Leo Villarino, chief investigator of the Commission on Human Rights Central Visayas, believes Elena might know her abductors. This is based on communication being made by her abductors with members of her family via her phone.

"We could not immediately believe, how could we immediately conclude that these texts came from Elena? Sa ako lang (for me), si Elena really knew who her abductors are," Villarino told Rappler in a phone interview on July 28.

However, he clarified that since FARDEC filed for a CHR investigation, there have been no updates on Elena. The CHR has no leads on who could have taken her or what their motives could be.

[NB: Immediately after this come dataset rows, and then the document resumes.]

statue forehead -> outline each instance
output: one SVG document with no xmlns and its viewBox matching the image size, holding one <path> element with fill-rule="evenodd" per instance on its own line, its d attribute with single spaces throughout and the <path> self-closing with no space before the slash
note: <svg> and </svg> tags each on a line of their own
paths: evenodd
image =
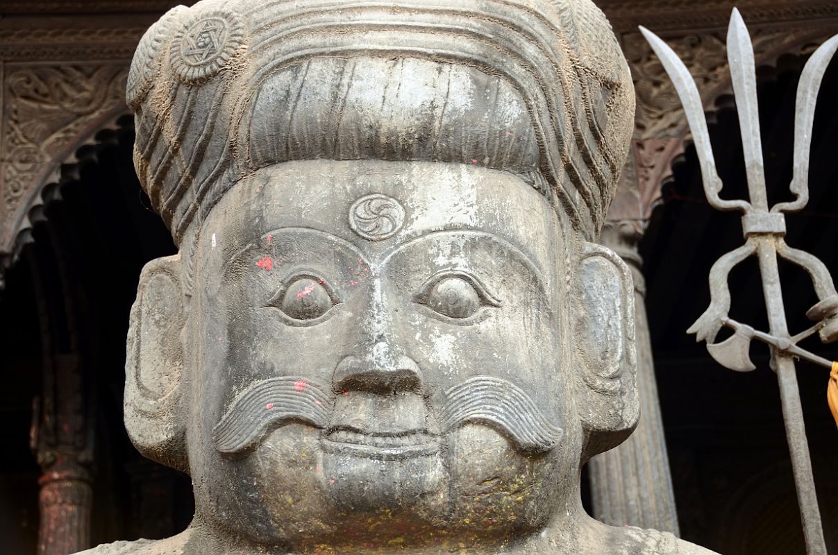
<svg viewBox="0 0 838 555">
<path fill-rule="evenodd" d="M 521 250 L 541 271 L 552 266 L 561 241 L 550 203 L 505 172 L 318 160 L 263 168 L 234 186 L 205 220 L 200 249 L 223 263 L 282 228 L 328 234 L 370 254 L 435 232 L 481 231 Z"/>
</svg>

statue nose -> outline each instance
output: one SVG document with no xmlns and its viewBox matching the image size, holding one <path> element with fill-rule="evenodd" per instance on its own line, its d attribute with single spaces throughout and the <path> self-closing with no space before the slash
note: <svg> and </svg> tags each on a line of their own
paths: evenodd
<svg viewBox="0 0 838 555">
<path fill-rule="evenodd" d="M 422 393 L 419 365 L 410 357 L 389 352 L 383 342 L 375 343 L 364 357 L 349 356 L 338 363 L 333 387 L 339 393 L 366 391 L 386 395 L 414 391 Z"/>
</svg>

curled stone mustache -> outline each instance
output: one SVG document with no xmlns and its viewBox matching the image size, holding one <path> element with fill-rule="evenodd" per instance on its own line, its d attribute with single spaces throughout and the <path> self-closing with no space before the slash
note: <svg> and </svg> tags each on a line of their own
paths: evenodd
<svg viewBox="0 0 838 555">
<path fill-rule="evenodd" d="M 472 378 L 452 387 L 445 397 L 440 414 L 443 434 L 467 424 L 484 424 L 499 429 L 515 449 L 533 455 L 551 450 L 564 435 L 525 392 L 503 379 Z M 283 376 L 257 382 L 221 418 L 213 429 L 213 442 L 219 453 L 236 458 L 292 422 L 325 429 L 334 406 L 331 388 L 318 380 Z"/>
</svg>

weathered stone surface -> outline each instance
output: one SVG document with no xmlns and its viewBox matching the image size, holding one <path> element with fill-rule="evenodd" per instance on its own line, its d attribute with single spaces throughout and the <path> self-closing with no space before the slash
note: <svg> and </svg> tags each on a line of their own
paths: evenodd
<svg viewBox="0 0 838 555">
<path fill-rule="evenodd" d="M 94 553 L 700 553 L 587 516 L 637 423 L 628 146 L 592 3 L 202 2 L 142 39 L 126 425 L 184 534 Z"/>
</svg>

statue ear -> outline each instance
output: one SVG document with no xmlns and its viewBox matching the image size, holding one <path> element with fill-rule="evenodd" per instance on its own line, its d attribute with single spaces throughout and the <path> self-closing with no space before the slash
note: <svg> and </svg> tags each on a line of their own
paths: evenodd
<svg viewBox="0 0 838 555">
<path fill-rule="evenodd" d="M 131 309 L 125 362 L 125 427 L 146 457 L 188 472 L 180 414 L 185 322 L 180 255 L 142 269 Z"/>
<path fill-rule="evenodd" d="M 591 243 L 583 244 L 575 282 L 577 399 L 587 460 L 621 444 L 639 417 L 634 285 L 619 256 Z"/>
</svg>

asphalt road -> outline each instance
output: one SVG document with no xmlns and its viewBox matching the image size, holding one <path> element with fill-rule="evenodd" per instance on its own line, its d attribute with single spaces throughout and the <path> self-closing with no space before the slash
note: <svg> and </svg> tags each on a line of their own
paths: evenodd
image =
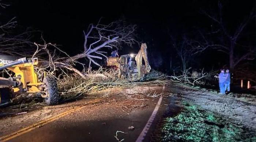
<svg viewBox="0 0 256 142">
<path fill-rule="evenodd" d="M 48 123 L 9 140 L 10 142 L 116 142 L 135 141 L 147 123 L 158 98 L 147 101 L 147 106 L 133 109 L 128 113 L 115 104 L 103 102 L 86 106 L 63 117 Z M 164 99 L 144 141 L 150 141 L 151 133 L 165 112 L 168 100 Z M 129 114 L 127 114 L 129 113 Z M 56 115 L 58 114 L 56 114 Z M 133 130 L 129 126 L 135 127 Z"/>
</svg>

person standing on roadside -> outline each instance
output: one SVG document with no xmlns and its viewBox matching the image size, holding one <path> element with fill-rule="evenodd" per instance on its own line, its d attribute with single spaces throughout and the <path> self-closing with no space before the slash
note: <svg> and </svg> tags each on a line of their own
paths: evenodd
<svg viewBox="0 0 256 142">
<path fill-rule="evenodd" d="M 229 73 L 229 70 L 226 70 L 225 73 L 226 75 L 226 80 L 224 83 L 224 88 L 225 91 L 227 91 L 227 93 L 230 91 L 230 74 Z"/>
<path fill-rule="evenodd" d="M 219 93 L 225 94 L 225 89 L 224 83 L 226 80 L 226 75 L 224 73 L 224 69 L 221 69 L 221 73 L 218 76 L 215 76 L 215 78 L 219 78 Z"/>
</svg>

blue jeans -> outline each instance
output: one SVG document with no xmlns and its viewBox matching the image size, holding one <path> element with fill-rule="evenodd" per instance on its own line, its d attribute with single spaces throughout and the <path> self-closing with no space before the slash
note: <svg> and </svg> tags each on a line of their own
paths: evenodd
<svg viewBox="0 0 256 142">
<path fill-rule="evenodd" d="M 224 88 L 224 82 L 219 82 L 219 90 L 221 93 L 225 94 L 225 89 Z"/>
<path fill-rule="evenodd" d="M 230 91 L 230 82 L 225 82 L 224 83 L 224 88 L 225 91 Z"/>
</svg>

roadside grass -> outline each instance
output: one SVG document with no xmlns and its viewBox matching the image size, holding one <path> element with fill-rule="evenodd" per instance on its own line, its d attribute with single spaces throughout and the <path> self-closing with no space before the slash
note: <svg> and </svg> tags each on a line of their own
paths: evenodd
<svg viewBox="0 0 256 142">
<path fill-rule="evenodd" d="M 162 142 L 256 142 L 246 130 L 199 106 L 182 102 L 183 110 L 164 121 Z"/>
</svg>

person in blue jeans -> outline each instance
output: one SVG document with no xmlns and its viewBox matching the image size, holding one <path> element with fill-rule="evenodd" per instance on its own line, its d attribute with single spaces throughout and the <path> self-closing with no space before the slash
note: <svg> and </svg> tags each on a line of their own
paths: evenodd
<svg viewBox="0 0 256 142">
<path fill-rule="evenodd" d="M 216 78 L 219 78 L 219 86 L 220 93 L 225 94 L 224 83 L 226 81 L 226 75 L 224 73 L 224 69 L 221 70 L 221 73 L 218 76 L 215 76 Z"/>
<path fill-rule="evenodd" d="M 226 80 L 224 83 L 224 88 L 225 91 L 227 92 L 230 91 L 230 74 L 229 73 L 229 70 L 226 70 Z"/>
</svg>

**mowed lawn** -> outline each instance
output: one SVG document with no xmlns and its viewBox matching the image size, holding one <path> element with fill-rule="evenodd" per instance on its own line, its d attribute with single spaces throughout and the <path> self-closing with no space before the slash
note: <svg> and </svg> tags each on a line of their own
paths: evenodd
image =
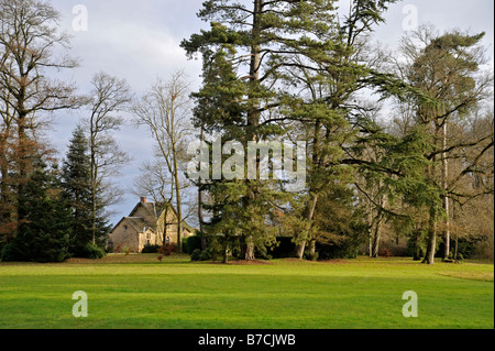
<svg viewBox="0 0 495 351">
<path fill-rule="evenodd" d="M 494 328 L 494 266 L 410 259 L 258 264 L 109 255 L 63 264 L 0 263 L 0 328 Z M 87 318 L 73 316 L 86 292 Z M 418 295 L 405 318 L 403 294 Z"/>
</svg>

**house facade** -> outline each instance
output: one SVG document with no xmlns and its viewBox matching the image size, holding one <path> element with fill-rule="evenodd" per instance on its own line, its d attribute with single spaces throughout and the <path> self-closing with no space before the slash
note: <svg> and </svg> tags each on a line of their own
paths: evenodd
<svg viewBox="0 0 495 351">
<path fill-rule="evenodd" d="M 172 205 L 158 206 L 143 197 L 131 213 L 113 227 L 108 245 L 116 251 L 138 253 L 146 244 L 177 243 L 177 213 Z M 193 228 L 183 221 L 182 238 L 193 234 Z"/>
</svg>

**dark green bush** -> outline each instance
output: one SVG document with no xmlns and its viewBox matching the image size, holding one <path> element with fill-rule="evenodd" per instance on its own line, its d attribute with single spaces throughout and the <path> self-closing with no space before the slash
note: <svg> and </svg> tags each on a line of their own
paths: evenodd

Villarino added that this is because Elena has no history of handling sensitive human rights cases during her time at FARDEC.

The CHR intends to pursue its investigation when restrictions allow travel to the northern island.

Prior to this, Elena’s family said they have never received threats against them or Elena in particular.

Elena's organization FARDEC has, however, been red-tagged before.

While the abductors have not explicitly accused Elena of being linked to the communist movement, in November 2019, her organization FARDEC was red-tagged by the Department of National Defense as a communist front.

Red-tagging, as defined by the Supreme Court, refers to “the act of labeling, branding, naming and accusing individuals and/or organizations of being left-leaning, subversives, communists or terrorists (used as) a strategy…by State agents, particularly law enforcement agencies and the military, against those perceived to be ‘threats’ or ‘enemies of the State.’” (READ: Lives in danger as red-tagging campaign intensifies)

What the police say

No one – not even the police – has a clue as to who may have taken Elena.

In a July 16 interview with Cebu Provincial Police Office chief Roderick Mariano, he said his office has already deployed mobile patrol officers and intelligence officers to the Bantayan Municipal Police station to hasten the investigation into Elena’s case.

Violeta said that since the abduction, the police have visited their household about twice supposedly to investigate.

The first time, on June 14, the day after the abduction, police reportedly came to take pictures of the logbook of Kapingganon Farmers’ Association, a farmer’s group Violeta was a member of. Apart from the logbook, police also reportedly took pictures of flyers and the organizations’ T-shirts.

Rappler reached out to the Bantayan Police Office multiple times but could not get a comment.

Elena was under surveillance

One thing the family knows is that they have been monitored a while before the eventual abduction.

In an earlier interview with Rappler, Violeta also said she had heard from neighbors that police officers were asking if the Tijamo family members were really native to Bantayan. This happened prior to Elena’s abduction.

In the first week of June, individuals who claimed to be from the Department of Social Welfare and Development, and the Department of the Interior and Local Government (DILG), allegedly took photos of Elena and her family for a house-to-house survey.

They claimed that their visit was for the Emergency Subsidy Program but they were unable to produce IDs when Elena asked for identification.

The family later found out that the surveyors only visited their home and that of their nearest neighbor.

Despite having gone through all of this, Violeta said their family won’t stop Elena should she decide to continue her service to local farmers upon her return.

"For us, whatever she wants to do with her job, we're still going to be here," she said.

Violeta added that what's important to their family is that Elena comes home. The last time they heard from her was sometime second week of July.

"We're still here, praying for her safe return," Violeta said in Cebuano. "We may hear her voice, but hearing her alone is no longer enough for us. We may hear her, but we don’t really know her situation."